Stephen Blower: Testers: Stop moaning and prove your worth
Throughout my time in testing I have noticed a common theme, one that mostly sees testers in a different light to the development teams. Testing is something that begrudgingly has to be done but, ultimately, is not skilled work. I have worked within a spectrum of organisations and overall, people don't respect testers and see them negatively; even testers themselves. So why with seventeen years of experience, covering seven organisations has this negativity been a common theme? Why is it that other testers often see it this way? Who created these opinions? Is it just me or is there something else going on here? I will address some of the negative views; why they are often propagated and what testers can do to combat them.

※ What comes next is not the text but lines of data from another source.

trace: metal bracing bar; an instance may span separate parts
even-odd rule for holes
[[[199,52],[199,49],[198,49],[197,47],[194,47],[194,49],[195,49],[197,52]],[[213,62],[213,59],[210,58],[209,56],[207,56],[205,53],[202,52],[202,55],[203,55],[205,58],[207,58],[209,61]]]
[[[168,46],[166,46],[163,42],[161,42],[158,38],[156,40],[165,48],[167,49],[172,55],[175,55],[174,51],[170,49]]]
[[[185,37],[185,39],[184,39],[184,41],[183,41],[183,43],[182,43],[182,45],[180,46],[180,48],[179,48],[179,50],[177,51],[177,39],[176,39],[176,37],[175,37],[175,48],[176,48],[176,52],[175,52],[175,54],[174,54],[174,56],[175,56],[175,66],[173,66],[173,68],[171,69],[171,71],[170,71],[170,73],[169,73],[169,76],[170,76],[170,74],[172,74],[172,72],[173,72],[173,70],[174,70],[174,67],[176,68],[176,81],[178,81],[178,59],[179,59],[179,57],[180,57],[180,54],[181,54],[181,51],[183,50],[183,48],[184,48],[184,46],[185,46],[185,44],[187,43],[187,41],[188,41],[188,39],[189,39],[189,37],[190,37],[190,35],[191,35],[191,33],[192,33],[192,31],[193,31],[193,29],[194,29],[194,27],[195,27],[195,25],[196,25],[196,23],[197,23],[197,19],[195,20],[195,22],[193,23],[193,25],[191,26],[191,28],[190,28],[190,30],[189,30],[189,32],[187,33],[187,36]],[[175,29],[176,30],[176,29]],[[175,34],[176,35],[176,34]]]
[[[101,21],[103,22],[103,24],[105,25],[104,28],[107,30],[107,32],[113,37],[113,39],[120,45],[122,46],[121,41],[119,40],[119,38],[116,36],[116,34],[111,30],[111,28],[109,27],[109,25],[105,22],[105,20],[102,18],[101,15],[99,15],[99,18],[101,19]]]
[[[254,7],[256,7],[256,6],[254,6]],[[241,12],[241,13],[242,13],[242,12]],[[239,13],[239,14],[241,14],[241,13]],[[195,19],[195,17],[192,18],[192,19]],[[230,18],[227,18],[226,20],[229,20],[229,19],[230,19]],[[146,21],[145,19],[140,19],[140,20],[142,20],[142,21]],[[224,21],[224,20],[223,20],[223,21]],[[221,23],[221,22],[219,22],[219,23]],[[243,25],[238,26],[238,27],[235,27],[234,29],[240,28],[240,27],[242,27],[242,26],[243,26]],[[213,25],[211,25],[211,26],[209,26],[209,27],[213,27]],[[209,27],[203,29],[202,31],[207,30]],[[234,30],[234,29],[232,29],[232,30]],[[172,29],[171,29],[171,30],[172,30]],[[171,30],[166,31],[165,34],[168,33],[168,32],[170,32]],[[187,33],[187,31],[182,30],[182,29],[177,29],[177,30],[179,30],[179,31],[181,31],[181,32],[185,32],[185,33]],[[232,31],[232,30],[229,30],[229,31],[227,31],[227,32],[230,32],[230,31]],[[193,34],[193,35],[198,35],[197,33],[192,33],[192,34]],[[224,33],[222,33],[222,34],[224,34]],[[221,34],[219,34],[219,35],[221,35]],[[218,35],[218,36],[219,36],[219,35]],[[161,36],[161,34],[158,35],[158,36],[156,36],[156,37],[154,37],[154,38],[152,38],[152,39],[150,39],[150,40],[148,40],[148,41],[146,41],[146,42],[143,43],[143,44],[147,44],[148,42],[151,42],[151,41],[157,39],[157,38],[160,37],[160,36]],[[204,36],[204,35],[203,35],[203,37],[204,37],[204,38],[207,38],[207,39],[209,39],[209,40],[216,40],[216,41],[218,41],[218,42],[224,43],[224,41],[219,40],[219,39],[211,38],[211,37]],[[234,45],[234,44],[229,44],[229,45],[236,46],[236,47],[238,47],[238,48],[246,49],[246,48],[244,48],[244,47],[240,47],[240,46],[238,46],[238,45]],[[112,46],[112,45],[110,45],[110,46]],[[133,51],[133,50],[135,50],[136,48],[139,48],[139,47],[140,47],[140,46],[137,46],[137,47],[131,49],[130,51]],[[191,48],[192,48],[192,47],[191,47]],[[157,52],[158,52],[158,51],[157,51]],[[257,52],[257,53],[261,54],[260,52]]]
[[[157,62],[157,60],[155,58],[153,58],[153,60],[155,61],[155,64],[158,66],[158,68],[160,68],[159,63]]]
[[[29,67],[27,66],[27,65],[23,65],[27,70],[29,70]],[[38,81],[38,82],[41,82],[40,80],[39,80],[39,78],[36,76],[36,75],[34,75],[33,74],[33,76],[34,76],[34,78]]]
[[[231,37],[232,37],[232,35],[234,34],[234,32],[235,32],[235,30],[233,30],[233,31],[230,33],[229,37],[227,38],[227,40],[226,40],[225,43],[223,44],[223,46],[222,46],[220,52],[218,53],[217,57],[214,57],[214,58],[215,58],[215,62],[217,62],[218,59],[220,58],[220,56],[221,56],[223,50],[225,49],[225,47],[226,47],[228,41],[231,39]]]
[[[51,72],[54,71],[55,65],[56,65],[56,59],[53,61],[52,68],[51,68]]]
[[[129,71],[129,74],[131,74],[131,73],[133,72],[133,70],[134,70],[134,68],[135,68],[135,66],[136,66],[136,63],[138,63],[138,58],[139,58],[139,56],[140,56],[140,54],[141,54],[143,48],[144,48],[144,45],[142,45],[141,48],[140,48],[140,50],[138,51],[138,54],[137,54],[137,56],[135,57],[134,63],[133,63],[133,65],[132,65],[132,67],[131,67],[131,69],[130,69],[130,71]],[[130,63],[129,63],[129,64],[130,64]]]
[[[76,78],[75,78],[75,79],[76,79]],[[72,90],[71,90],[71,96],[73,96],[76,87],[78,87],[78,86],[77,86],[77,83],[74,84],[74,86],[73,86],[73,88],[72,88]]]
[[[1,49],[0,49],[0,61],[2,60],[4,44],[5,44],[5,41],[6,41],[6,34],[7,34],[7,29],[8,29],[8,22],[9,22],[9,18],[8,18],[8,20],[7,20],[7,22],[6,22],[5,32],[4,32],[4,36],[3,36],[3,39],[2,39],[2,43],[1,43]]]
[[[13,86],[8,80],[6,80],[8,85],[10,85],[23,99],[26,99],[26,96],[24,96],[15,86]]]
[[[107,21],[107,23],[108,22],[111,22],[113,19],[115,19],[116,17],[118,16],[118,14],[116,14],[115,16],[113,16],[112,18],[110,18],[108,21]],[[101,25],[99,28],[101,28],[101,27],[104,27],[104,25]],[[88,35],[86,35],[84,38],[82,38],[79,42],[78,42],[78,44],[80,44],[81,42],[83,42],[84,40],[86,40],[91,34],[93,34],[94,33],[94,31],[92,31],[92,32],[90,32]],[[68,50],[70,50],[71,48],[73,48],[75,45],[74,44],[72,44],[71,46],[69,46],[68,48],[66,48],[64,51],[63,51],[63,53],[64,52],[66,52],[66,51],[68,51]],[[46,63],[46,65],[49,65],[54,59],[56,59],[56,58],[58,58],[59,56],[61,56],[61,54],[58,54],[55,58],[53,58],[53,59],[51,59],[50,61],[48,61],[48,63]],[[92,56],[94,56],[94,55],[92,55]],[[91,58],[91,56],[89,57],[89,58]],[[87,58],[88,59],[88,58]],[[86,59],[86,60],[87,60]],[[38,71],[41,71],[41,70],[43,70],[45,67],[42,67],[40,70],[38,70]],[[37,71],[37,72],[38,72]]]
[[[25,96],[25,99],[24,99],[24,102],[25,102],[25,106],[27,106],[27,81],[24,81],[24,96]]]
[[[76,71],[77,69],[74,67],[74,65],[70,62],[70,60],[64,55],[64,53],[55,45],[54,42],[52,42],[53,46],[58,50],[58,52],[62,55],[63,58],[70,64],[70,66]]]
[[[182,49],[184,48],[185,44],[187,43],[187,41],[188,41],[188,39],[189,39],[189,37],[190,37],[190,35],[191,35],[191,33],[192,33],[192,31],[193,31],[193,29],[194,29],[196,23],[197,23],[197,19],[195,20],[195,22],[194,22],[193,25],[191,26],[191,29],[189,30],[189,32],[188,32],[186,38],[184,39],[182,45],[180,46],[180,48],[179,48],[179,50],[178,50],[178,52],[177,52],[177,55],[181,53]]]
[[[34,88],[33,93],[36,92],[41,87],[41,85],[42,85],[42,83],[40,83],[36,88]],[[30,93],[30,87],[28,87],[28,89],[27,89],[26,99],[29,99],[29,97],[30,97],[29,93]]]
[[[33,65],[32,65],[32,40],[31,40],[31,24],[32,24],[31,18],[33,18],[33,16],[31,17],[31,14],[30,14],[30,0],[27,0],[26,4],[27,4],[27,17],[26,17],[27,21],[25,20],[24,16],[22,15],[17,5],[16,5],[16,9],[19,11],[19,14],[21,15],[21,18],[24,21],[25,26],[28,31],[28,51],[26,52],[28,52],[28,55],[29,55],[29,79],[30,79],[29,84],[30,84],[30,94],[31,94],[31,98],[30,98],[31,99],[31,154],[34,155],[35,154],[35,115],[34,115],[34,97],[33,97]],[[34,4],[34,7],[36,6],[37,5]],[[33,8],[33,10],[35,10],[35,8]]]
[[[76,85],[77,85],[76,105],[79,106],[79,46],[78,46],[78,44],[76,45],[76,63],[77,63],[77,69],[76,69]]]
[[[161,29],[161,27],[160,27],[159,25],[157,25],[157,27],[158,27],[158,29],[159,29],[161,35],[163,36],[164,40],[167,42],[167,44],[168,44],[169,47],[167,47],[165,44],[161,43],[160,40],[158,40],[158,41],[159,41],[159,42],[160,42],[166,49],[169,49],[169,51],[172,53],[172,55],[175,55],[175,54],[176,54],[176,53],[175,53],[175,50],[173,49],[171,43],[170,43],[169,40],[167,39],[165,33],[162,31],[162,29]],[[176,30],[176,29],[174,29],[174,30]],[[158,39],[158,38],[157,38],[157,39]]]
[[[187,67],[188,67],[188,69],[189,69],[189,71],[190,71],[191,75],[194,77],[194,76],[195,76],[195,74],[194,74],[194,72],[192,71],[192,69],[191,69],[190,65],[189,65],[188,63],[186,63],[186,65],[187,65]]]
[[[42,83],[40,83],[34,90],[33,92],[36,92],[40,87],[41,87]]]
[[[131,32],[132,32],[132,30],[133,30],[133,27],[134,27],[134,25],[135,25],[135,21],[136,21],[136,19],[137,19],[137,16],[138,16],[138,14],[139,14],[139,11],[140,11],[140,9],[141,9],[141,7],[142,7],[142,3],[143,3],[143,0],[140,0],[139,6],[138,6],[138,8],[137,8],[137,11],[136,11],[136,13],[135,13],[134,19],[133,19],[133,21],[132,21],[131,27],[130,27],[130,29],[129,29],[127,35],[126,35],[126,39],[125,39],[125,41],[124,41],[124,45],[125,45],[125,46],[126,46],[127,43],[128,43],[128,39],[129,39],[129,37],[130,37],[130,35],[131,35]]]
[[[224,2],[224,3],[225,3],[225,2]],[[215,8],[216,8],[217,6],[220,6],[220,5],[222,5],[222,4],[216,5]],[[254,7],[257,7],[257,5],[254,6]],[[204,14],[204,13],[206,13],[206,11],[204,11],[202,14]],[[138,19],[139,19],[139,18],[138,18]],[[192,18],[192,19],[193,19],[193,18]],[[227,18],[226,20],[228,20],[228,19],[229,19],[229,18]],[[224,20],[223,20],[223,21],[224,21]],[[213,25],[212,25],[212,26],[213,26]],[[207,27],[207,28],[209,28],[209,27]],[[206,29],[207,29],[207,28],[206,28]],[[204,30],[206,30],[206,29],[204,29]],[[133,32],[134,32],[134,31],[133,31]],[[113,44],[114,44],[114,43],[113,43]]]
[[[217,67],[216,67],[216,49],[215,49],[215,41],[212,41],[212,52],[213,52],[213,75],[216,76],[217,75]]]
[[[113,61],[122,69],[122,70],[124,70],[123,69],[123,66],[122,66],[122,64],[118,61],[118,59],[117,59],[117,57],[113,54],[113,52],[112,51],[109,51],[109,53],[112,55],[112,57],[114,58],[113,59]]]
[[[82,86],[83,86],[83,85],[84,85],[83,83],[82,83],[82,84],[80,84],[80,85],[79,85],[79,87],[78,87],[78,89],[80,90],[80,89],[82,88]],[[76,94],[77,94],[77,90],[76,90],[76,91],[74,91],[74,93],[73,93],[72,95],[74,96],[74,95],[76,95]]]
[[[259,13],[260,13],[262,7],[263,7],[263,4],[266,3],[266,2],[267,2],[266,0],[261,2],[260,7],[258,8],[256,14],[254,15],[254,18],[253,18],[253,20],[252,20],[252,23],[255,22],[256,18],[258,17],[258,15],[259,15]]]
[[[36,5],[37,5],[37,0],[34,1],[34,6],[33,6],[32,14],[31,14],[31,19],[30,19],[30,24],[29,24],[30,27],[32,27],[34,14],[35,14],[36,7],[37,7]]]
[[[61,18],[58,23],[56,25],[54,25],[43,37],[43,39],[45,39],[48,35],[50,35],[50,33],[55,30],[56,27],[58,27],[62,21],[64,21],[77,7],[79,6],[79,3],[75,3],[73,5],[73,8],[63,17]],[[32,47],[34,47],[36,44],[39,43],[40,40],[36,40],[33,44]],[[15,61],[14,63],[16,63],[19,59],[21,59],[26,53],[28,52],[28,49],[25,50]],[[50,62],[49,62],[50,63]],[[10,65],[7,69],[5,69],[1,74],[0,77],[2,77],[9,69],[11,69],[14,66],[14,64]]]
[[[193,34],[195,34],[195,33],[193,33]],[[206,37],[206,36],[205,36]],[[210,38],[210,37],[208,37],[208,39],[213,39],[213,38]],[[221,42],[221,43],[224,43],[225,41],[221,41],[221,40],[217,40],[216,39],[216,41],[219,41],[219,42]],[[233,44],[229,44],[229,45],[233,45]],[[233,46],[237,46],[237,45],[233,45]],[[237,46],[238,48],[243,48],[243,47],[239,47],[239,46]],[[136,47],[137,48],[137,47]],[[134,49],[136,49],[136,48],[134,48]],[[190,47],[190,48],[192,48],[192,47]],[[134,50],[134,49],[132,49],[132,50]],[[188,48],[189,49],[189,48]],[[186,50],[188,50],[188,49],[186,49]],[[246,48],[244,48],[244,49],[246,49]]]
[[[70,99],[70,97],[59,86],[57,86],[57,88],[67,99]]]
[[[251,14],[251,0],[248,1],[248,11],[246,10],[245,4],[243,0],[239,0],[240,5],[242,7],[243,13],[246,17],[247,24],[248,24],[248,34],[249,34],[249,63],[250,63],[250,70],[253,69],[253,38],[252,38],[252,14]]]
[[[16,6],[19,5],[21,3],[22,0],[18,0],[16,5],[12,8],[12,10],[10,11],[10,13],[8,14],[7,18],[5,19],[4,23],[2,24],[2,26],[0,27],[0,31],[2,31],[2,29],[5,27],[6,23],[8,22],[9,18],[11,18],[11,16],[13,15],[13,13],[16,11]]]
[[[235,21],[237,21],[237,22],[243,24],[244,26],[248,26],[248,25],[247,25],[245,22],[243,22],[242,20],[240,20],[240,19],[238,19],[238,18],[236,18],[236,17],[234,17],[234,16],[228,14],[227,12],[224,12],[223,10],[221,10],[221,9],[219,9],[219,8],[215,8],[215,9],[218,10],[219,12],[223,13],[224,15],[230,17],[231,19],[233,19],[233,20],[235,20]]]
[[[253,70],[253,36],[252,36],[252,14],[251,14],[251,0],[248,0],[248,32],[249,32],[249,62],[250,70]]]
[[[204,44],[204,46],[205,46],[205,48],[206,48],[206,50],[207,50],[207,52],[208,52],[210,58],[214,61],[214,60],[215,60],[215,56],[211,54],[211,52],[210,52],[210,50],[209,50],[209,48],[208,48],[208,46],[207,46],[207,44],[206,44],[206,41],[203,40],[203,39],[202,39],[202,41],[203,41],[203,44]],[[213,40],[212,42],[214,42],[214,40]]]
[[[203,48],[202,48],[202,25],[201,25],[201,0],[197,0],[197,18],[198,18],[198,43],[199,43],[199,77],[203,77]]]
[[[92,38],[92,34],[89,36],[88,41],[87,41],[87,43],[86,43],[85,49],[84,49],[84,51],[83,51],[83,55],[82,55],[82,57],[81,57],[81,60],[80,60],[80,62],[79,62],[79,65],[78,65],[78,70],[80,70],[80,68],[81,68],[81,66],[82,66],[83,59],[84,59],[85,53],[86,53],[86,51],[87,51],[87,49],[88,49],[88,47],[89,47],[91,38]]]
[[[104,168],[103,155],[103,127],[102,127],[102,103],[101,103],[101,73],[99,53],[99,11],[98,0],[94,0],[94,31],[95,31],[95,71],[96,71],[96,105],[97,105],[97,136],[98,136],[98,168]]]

Bio: With more than seventeen years of testing experience within a multitude of testing fields from gaming, internet service provisioning, gambling, financial services and version control organisations, Stephen Blower has seen the testing industry evolve from strict dogmatic practices to more flexible context driven ways of working towards delivering quality. Stephen is a strong advocate for tester recognition and he does not accept testing being left to the end. He often provokes debate on what is often seen by non-testers and testers alike as an industry stuck in the middle ages, inflexible and stagnant. To promote this he organises a regular peer group for those involved within development where the tester’s role is hotly debated and controversial topics are encouraged.
Steve Carter: Agile is an adjective
Claiming to "do agile" can get you into trouble. Accepting work from people who "do agile" can get you into trouble. I'll argue that agile isn't something you do, it's something you become, and suggest some habits of thought that might help you avoid the pitfalls.
Bio: Steve is dev / scrum master and agile advocate on a brownfield project with a large BDUF spec and a viscous, fragile legacy codebase and tooling. The codebase is now a decade old and the team has been "doing agile" for only the last three years. Steve's principal interest is in creating effective communication and feedback loops to encourage all team members and stakeholders to be more aware of the impact of their decisions.
James Jeffries: Queues, Kanban and Cross Functional Teams
Pre-assigning work to individual workers in a Kanban system can create hidden queues. I intend to discuss techniques we can use to highlight this and how we can prevent this with slack and cross functional teams.
Bio: Developer at Brooks Automation. Interested in making interesting things and the way we make interesting things. Particularly using agile and lean approaches.